A decisão de suspender as consultas urgentes e emergentes no Hospital Pequeno Príncipe veio justamente quando, depois de 650 atendimentos em apenas um dia, crianças começaram a ser internadas nos consultórios – já que a capacidade de leitos chegou ao limite máximo.
Pediatra no Hospital Evangélico Mackenzie, Pascolat diz que, depois das restrições no HPP, o pronto-atendimento infantil do Evangélico Mackenzie disparou. Diante da demanda, a instituição deve aumentar de 31 para 80 o número de leitos pediátricos até meados de junho.
Pediatras suficientes
A Secretaria Municipal de Saúde (SMS) de Curitiba contesta que haja falta de oferta de pediatras na rede do município. Em entrevista à Gazeta do Povo no começo do mês de maio, a superintendente de Gestão em Saúde da pasta, Flávia Quadros, afirmou haver hoje 48 pediatras que trabalham nos plantões de urgência e emergência nas UPAs. Nas Unidades Básicas de Saúde da capital, o quadro apontado era de 147 profissionais – embora, em nota encaminhada em 24 de maio, a própria pasta tenha informado que eram 124 pediatras.

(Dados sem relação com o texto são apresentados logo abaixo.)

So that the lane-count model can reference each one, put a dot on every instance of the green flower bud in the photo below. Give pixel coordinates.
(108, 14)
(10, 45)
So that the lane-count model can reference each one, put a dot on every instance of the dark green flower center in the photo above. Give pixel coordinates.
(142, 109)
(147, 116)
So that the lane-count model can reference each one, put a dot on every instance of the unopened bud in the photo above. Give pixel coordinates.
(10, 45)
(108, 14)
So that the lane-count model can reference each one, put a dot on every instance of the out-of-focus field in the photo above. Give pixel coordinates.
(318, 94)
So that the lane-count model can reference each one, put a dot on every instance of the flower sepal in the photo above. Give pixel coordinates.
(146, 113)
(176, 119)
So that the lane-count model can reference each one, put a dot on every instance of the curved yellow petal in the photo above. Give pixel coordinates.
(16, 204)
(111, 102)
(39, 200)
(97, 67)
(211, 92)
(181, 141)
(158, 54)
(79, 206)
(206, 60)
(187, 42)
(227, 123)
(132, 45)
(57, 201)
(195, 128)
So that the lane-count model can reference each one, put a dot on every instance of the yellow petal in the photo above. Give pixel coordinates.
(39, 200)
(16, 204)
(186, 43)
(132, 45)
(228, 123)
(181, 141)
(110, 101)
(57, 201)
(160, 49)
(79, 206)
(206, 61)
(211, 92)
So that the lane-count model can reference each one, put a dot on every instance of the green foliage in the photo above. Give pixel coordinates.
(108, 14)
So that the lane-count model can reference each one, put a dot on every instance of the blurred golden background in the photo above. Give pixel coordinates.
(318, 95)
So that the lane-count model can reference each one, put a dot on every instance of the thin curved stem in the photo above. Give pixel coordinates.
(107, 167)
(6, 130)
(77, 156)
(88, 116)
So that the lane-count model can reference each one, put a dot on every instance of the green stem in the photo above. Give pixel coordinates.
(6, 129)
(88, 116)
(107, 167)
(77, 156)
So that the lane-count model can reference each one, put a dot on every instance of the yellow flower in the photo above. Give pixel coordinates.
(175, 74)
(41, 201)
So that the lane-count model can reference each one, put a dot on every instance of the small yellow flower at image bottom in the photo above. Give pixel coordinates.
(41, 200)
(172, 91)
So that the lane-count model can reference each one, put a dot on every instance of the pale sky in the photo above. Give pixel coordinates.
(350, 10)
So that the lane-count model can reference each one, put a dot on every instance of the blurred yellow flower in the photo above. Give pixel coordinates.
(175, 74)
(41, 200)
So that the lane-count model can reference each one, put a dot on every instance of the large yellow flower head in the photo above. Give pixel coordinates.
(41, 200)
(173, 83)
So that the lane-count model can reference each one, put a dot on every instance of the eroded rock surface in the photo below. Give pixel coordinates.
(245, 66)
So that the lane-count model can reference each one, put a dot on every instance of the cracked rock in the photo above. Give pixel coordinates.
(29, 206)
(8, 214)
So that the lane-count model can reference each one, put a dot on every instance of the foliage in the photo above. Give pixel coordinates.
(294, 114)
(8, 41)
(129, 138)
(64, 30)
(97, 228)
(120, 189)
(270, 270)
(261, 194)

Conforme a secretaria, o fato de, na atenção básica, o atendimento médico ser feito prioritariamente por generalista ou médico da família, atende diretrizes estabelecidas pela Política Nacional de Atenção Básica (PNAB) do Ministério da Saúde. "Importante ressaltar que a PNAB não determina a lotação de médico especialista pediatra na unidade de saúde. Ainda assim, Curitiba conta com 124 pediatras na atenção básica", diz a nota.
Quanto às UPAs, onde, segundo a pasta, o Ministério da Saúde e o CFM não preveem "a presença de qualquer especialistas", a prefeitura afirma que há um conjunto de 54 pediatras e que outros estão sendo chamados. "Os pediatras das UPAs são acionados, durante o atendimento de crianças, quando é verificada a necessidade, especialmente nos casos graves", justificou a SMS.
Sobre a oferta de leitos na capital, a pasta reitera que a diminuição acompanhou a repercussão positiva dos modelos assistenciais que resultam na redução de internações hospitalares, acrescentando que, em Curitiba, a média de internação clínica-pediátrica (26 a 62 por mil habitantes) não gera fila para internamento pediátrico no município.